This Day (Lagos)

4 September 2012

Nigeria: NURTW - How to Make Lagos Traffic Law Work

Photo: LAGBUS
LAGBUS buses

As the Lagos State Government Monday intensified its state-wide campaign for voluntary compliance with its newly-enacted road traffic law, the National Union of Road Transport Workers (NURTW) has said building of comprehensive motor parks would in no small measure assist in the successful enforcement of the law.

President of the union, Mr. Najim Usman Yasin, cited the condition when he visited Governor Babatunde Fashola (SAN) at the Lagos House, Ikeja, pledging the union's support to ensure that the law is effectively enforced.

During the visit, Yasin asked the governor "to consider the areas of provision of designated comprehensive motor parks to facilitate easy accessibility for commuters and other users in addition to improving the state revenue," which he said, would ensure easy public transportation across all parts of the state.

He added that the quick consideration of the state government would assist in no small measure "towards ensuring orderly transportation as well as effectively alleviate cases of traffic congestion in the affected areas slated for relocations in the provisions of the revised Lagos State Road Traffic Law."

He however pledged the unflinching support of the national and state bodies of the union to the state government, saying members of the bodies would "continue to cooperate with the Fashola administration at all time. Similarly, one cannot help noticing the spate of development that cut across the entire state."

Speaking at the meeting, Fashola said the traffic law was not enacted "to impoverish the union but to ensure that the cooperation between the government and all the unions continue effectively. It is in the best interest of the commercial drivers and the union. It is meant to better our lives.

The governor said the state government had not banned union activities in the motor parks, explaining that what the state government wanted was an organised union that would not be harassing the commercial vehicle operators on the road.

"All these are what we have included in the new traffic law of the state. Ahead of the enforcement of the new traffic law, we have commenced the training of officers of the Lagos State Traffic Management Authority (LASTMA) and we have erected over 15, 000 traffic signs in the state in order for commercial drivers not to flout the law," he said.

Meanwhile, commercial motorcyclists, popularly called Okada riders have dragged the Lagos State Government to court over its new Traffic Law, part of which restricts their operations on major highways across the state.

The Okada riders under the aegis of All Nigerians Autobike Commercial Owners and Workers Association, are seeking an order of court restraining the state government from prohibiting them from operating on the major highways listed in Items 1-11 and other parts of Schedule II of the new Traffic Law.

In the suit No ID/713M/2012 filed yesterday through their lawyer, Mr.
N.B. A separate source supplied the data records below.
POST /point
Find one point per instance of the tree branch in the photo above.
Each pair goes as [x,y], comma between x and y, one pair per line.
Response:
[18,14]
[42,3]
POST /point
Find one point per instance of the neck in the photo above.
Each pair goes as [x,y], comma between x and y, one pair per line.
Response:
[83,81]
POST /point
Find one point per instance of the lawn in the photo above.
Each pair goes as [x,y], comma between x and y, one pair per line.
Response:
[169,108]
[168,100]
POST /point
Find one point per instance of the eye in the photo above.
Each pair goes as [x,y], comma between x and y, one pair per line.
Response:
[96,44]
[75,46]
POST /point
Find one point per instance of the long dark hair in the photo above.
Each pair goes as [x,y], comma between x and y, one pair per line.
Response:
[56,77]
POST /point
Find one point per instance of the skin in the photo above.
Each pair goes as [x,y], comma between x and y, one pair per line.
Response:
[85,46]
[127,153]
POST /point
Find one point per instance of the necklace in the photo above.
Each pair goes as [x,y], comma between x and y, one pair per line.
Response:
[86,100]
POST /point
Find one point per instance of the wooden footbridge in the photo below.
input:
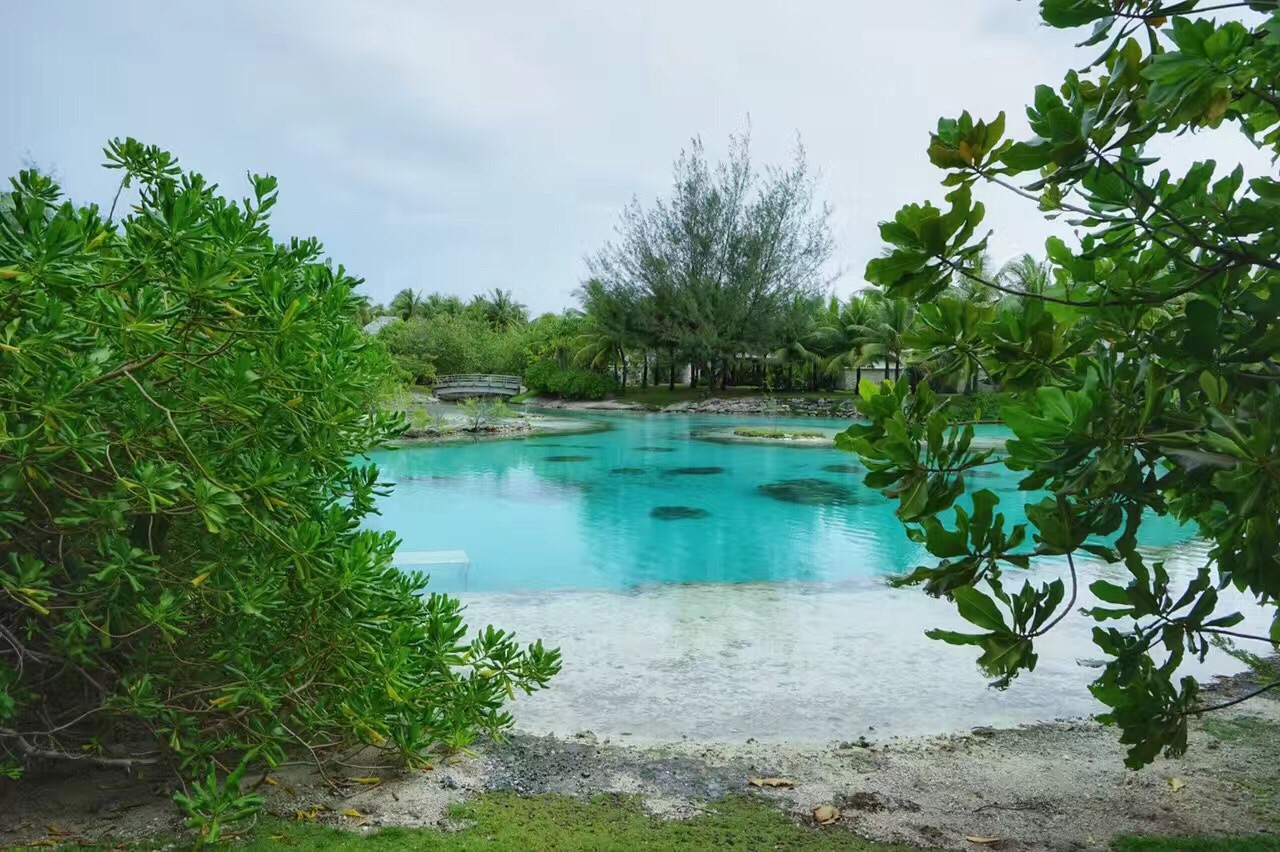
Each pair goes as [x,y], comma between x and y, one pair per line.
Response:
[460,386]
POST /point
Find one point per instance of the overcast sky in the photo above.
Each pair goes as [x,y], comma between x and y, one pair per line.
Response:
[465,146]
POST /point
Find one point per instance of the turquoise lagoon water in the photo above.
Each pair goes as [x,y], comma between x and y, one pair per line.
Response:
[585,511]
[760,618]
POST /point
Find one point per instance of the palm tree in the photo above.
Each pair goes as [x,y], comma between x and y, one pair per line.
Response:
[800,340]
[1027,275]
[609,328]
[406,303]
[836,335]
[501,310]
[362,310]
[442,305]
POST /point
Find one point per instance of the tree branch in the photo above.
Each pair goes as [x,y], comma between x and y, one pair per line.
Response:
[32,751]
[127,369]
[1233,701]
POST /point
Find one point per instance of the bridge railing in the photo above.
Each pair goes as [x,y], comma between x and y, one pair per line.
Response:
[476,384]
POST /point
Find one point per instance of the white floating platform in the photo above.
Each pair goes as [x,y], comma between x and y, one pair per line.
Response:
[432,558]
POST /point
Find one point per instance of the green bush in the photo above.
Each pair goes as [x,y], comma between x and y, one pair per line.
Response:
[571,383]
[183,573]
[447,343]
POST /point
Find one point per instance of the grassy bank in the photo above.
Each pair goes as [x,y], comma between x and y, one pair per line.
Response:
[508,821]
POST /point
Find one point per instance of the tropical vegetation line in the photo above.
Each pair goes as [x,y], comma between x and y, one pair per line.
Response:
[186,403]
[772,326]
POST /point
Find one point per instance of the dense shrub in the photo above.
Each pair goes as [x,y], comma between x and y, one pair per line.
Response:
[443,344]
[183,575]
[571,383]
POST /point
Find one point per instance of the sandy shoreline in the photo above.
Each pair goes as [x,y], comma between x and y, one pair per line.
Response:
[1055,786]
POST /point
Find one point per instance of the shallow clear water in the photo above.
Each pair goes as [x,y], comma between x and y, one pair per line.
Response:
[576,511]
[762,619]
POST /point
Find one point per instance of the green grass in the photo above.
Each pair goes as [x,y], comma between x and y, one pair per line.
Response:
[606,823]
[618,824]
[777,433]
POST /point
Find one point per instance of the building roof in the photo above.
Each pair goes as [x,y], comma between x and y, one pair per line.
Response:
[379,324]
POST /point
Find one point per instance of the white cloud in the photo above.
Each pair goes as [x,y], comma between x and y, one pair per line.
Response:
[466,146]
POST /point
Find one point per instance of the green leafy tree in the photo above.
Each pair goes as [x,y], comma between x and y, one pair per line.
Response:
[406,305]
[183,573]
[1144,376]
[501,310]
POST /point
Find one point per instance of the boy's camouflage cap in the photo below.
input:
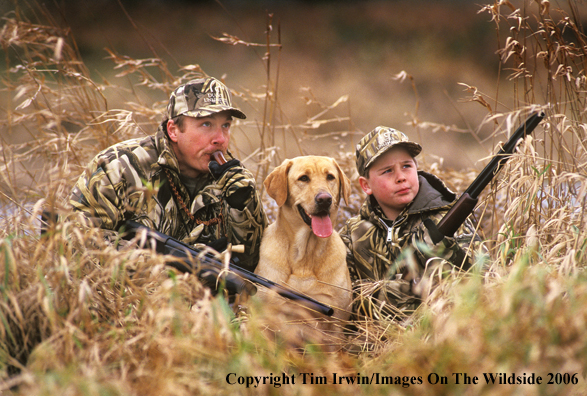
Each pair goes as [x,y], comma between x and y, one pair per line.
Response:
[200,98]
[377,142]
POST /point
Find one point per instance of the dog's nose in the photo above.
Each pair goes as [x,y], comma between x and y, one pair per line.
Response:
[323,200]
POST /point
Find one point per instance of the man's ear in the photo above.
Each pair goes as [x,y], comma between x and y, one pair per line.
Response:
[364,182]
[172,130]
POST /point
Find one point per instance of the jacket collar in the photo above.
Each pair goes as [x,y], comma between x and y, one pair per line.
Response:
[167,157]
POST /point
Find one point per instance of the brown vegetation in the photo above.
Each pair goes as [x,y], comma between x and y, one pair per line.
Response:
[78,316]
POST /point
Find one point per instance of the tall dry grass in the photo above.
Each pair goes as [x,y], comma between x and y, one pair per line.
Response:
[78,316]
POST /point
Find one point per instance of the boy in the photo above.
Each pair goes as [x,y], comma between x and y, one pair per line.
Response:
[390,255]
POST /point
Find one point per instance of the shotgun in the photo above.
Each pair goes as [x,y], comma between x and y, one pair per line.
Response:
[465,205]
[210,270]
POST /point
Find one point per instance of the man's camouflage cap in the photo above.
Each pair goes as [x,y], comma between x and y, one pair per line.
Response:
[377,142]
[200,98]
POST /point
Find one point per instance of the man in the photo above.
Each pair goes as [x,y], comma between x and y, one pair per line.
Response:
[170,181]
[391,257]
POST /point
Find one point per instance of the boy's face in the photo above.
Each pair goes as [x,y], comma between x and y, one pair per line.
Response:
[392,180]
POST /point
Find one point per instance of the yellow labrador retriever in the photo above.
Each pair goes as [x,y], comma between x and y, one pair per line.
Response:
[302,250]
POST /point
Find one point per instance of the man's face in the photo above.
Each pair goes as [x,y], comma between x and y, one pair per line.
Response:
[393,181]
[200,137]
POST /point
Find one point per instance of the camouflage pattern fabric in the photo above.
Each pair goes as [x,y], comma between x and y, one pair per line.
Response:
[394,264]
[200,98]
[378,141]
[118,185]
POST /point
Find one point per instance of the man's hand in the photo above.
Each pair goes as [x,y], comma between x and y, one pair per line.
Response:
[230,179]
[218,170]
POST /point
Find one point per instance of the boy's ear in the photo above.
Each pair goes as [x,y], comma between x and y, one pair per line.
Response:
[172,130]
[364,182]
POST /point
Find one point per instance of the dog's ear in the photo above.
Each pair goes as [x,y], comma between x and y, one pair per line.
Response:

Bamidele Aturu, the claimant is also asking the court to restrain the state government from molesting, harassing, arresting, seizing their motorcycles or subjecting them to any treatment not suffered by any other road users.

Joined in the suit alongside state government are the state Attorney-General and state House of Assembly.

The claimants also asked the court to declare that the new Traffic Law constitutes an unjustifiable violation of their rights to freedom of movement and their members guaranteed by section 41(1) of the 1999 Constitution as amended.

They also asked the court to declare that the law constitutes a violation of the defendants' means of livelihood as well as adequate opportunity to secure suitable employment provided for in Section 17(3)(a) of the Constitution.

They asked the court to declare that the major highways listed in Items 1-11 and other parts of Schedule II of the new Traffic Law in which okada operations are restricted are Federal roads within the meaning of the Federal Highways Act, cap F13, Laws of the Federation of Nigeria, 2004.

They also asked the court for a declaration that the defendants have no power whatsoever to make any law to regulate traffic on any of the Federal roads listed in Schedule II to the Lagos State Road Traffic Law, No 4 of 2012 and in the Federal Highways Act, cap F13, Laws of the Federation of Nigeria, 2004.

In addition they sought a declaration that the provisions of that section 3(1) of the Lagos State Road Traffic Law, No 4 of 2012 to the extent that it prohibits the riding, driving or propelling of a cart, wheel barrow, motorcycle or tricycle on the major highways in Lagos listed in Items 1-11 and other parts of Schedule II is in fundamental conflict with section 4(3) of the 1999 Constitution as amended and is ultra vires, illegal, unlawful, unconstitutional, null, void, oppressive, inoperative and of no effect whatsoever.

The claimants further asked the court to order directing the defendants to immediately release all motorcycles belonging to them and their members seized and in the custody of the defendants and their agents or officers.